Perhaps, Matou thought, it was because there were parts of her life she could not control anymore.

That thought did not excuse the cruelty.

But it explained something.

And in that explanation, Matou felt a small, quiet easing in her heart.

It also explained something else — something that had puzzled her deeply.

Her own bedwetting.

Matou knew she did not wet the bed often. Not every night. Not even most nights. It happened only when sleep swallowed her too deeply, when her body surrendered completely after days of exhaustion and nights of tension.

And yet—

There were mornings when the bed was damp far more often than her own body could account for.

She had wondered.

She had worried.

She had even, at times, blamed herself for something she could not fully explain.
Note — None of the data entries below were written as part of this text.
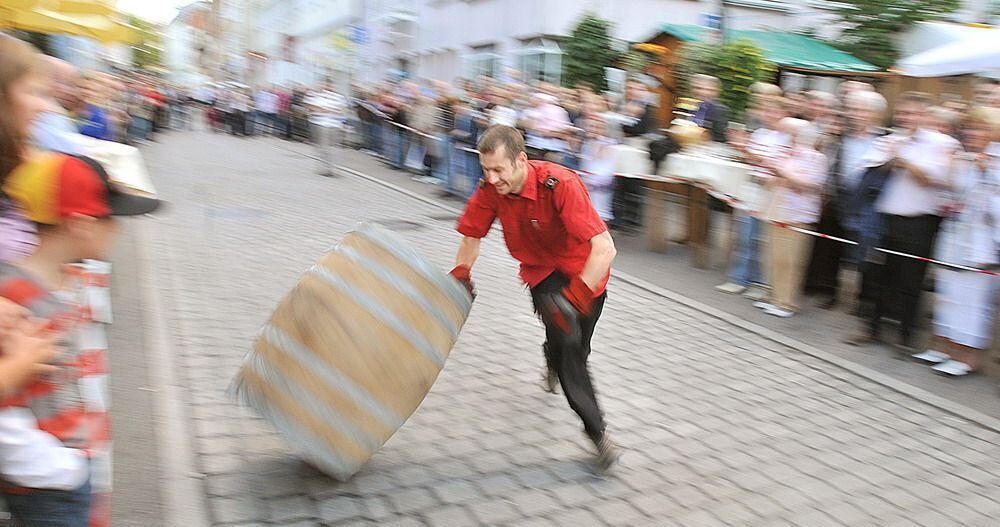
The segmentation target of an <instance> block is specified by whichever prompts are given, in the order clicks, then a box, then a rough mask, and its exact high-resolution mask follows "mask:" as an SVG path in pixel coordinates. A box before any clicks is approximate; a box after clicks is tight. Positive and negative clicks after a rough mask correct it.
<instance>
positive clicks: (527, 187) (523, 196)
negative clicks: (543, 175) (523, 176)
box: [515, 161, 538, 201]
mask: <svg viewBox="0 0 1000 527" xmlns="http://www.w3.org/2000/svg"><path fill="white" fill-rule="evenodd" d="M525 171H526V174H525V175H524V188H522V189H521V193H520V194H515V196H518V197H522V198H524V199H530V200H531V201H535V198H536V197H537V196H538V173H537V172H536V171H535V166H534V165H533V164H532V163H531V161H528V167H527V168H526V169H525Z"/></svg>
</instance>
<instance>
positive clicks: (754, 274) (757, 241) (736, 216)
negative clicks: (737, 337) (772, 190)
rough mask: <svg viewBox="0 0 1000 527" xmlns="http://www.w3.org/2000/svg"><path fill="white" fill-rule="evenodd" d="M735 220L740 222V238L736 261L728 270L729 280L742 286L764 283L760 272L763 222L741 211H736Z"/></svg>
mask: <svg viewBox="0 0 1000 527" xmlns="http://www.w3.org/2000/svg"><path fill="white" fill-rule="evenodd" d="M736 221H737V222H738V223H739V224H740V240H739V248H738V250H737V252H736V261H735V262H734V263H733V268H732V269H731V270H730V272H729V281H730V282H733V283H735V284H739V285H742V286H749V285H752V284H764V283H766V282H765V281H764V276H763V275H762V274H761V272H760V249H761V246H760V245H761V244H760V240H761V237H762V236H764V232H763V229H762V226H763V222H761V221H760V220H758V219H757V218H754V217H752V216H748V215H746V214H744V213H742V212H739V213H737V215H736Z"/></svg>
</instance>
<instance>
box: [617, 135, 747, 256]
mask: <svg viewBox="0 0 1000 527" xmlns="http://www.w3.org/2000/svg"><path fill="white" fill-rule="evenodd" d="M614 148H615V160H616V162H615V172H616V174H617V175H618V176H619V177H634V178H639V179H641V180H643V183H644V185H645V186H646V188H648V189H649V190H650V192H649V196H648V199H647V201H646V210H645V223H646V225H647V236H648V247H649V249H650V250H652V251H656V252H666V250H667V244H668V240H667V221H668V218H667V198H668V197H669V196H674V197H680V198H681V199H682V200H685V201H686V203H687V206H688V212H687V238H686V242H687V243H688V244H689V245H690V246H691V249H692V256H693V259H694V265H695V266H696V267H699V268H706V267H708V263H709V257H708V256H709V244H708V239H709V219H710V211H709V206H708V191H707V190H706V187H707V188H711V189H713V190H714V191H715V192H718V193H720V194H724V195H726V196H729V197H731V198H734V199H736V200H740V199H741V197H742V196H743V194H745V193H746V192H747V190H746V189H747V188H748V187H747V182H748V181H749V177H750V176H749V174H750V169H749V166H747V165H745V164H743V163H739V162H735V161H732V160H730V159H727V158H726V157H724V156H723V155H722V154H723V153H724V152H725V150H724V148H725V147H724V146H722V145H708V146H704V147H688V148H687V149H685V150H684V151H681V152H678V153H674V154H670V155H668V156H667V157H666V159H664V161H663V162H662V163H661V164H660V168H659V170H658V171H657V173H656V174H653V173H652V172H653V165H652V161H650V159H649V151H648V150H647V149H645V148H640V147H639V146H637V145H635V144H632V145H627V144H625V145H617V146H615V147H614Z"/></svg>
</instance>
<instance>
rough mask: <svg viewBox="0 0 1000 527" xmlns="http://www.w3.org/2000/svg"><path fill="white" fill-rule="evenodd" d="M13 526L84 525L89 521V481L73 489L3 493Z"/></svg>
mask: <svg viewBox="0 0 1000 527" xmlns="http://www.w3.org/2000/svg"><path fill="white" fill-rule="evenodd" d="M4 497H5V498H7V506H8V507H10V514H11V518H12V519H13V520H14V521H13V525H14V526H22V525H23V526H26V527H87V524H88V523H89V522H90V500H91V496H90V482H89V481H88V482H87V483H84V484H83V486H82V487H80V488H78V489H76V490H33V491H31V492H30V493H28V494H4Z"/></svg>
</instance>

But now, standing over the washbasin, scrubbing Aunty Bae’s clothes, the truth unfolded clearly in her mind.

Aunty Bae herself might be wetting the bed.

The thought came first as a whisper.

Then settled as certainty.

And suddenly — everything made sense.

The silence.

The lack of punishment.

The absence of sharp words on mornings when the bedding was damp.

Aunty Bae, who corrected everything, who noticed everything, who found fault in the smallest mistake — had never once scolded her for bedwetting.

Never raised her voice.

Never called attention to it.

At first, Matou had thought it was mercy.

Now she knew it was something else.

Recognition.

Or perhaps fear.

The fear of exposing her own secret.

The realisation stirred something unexpected inside Matou.

Amusement.

Not loud, not mocking — but quiet, contained, almost childlike.

As she scrubbed the garments against the washboard, she sometimes allowed herself a small, private smile.

So that is your secret, she thought.

The old woman who watched her so closely, who controlled her every movement, who reduced her to chores and commands — carried something she could not afford to reveal.

For once, the balance shifted.

Not outwardly.

Nothing changed in the way Aunty Bae spoke to her. The commands continued. The sharpness remained. The cold distance did not soften.

But inside Matou, something changed.

She was no longer entirely powerless.

She held a secret.

And that secret gave her a quiet, steady sense of control — not over the household, but over her own fear.

It was not cruelty.

She did not wish to expose Aunty Bae.

She did not wish to shame her.

But knowing — simply knowing — made a difference.

It gave her space to breathe.

Still, the work remained.

The smell remained.

No amount of understanding could remove that.

She scrubbed harder, rinsed more carefully, wrung the fabric with firm, practiced hands. The sun would dry the clothes, but it would not erase everything. Some scents lingered no matter what one did.

As she worked, her mind drifted — as it often did — toward home.

Toward Nata.

Her elder sister.

The one person she longed to speak to without fear, without caution, without measuring her words.

Matou imagined sitting beside Nata in the quiet of evening, sharing stories the way sisters do — leaning close, whispering, laughing softly.

She imagined telling her this secret.

“Nata,” she would say, lowering her voice with excitement, “do you know Aunty Bae also wets the bed?”

And Nata would laugh — that deep, knowing laugh that always made Matou feel seen.

They would laugh together.

Not out of cruelty, but out of relief — the relief of finding humour in hardship, of discovering that even those who seem powerful carry their own vulnerabilities.

Matou missed that.

The easy closeness of sisterhood.

The freedom to speak without fear of consequence.

In this house, every word felt measured.

At home, words had flowed freely.

She wished, deeply, that Nata would visit.

Even for a short while.

Even for a single evening.

Just to sit together again.

Just to remember what it felt like to belong to someone without conditions.

The thought lingered as she rinsed the last garment and hung it carefully on the line.

The cloth swayed gently in the afternoon breeze.

Life continued.

Chores continued.

Days continued.

But now, beneath it all, Matou carried something new.

Not just knowledge.

Not just endurance.

But understanding.

And in that understanding, a small, quiet strength began to take root — the kind that grows slowly, invisibly, until one day it becomes the very thing that carries a person forward.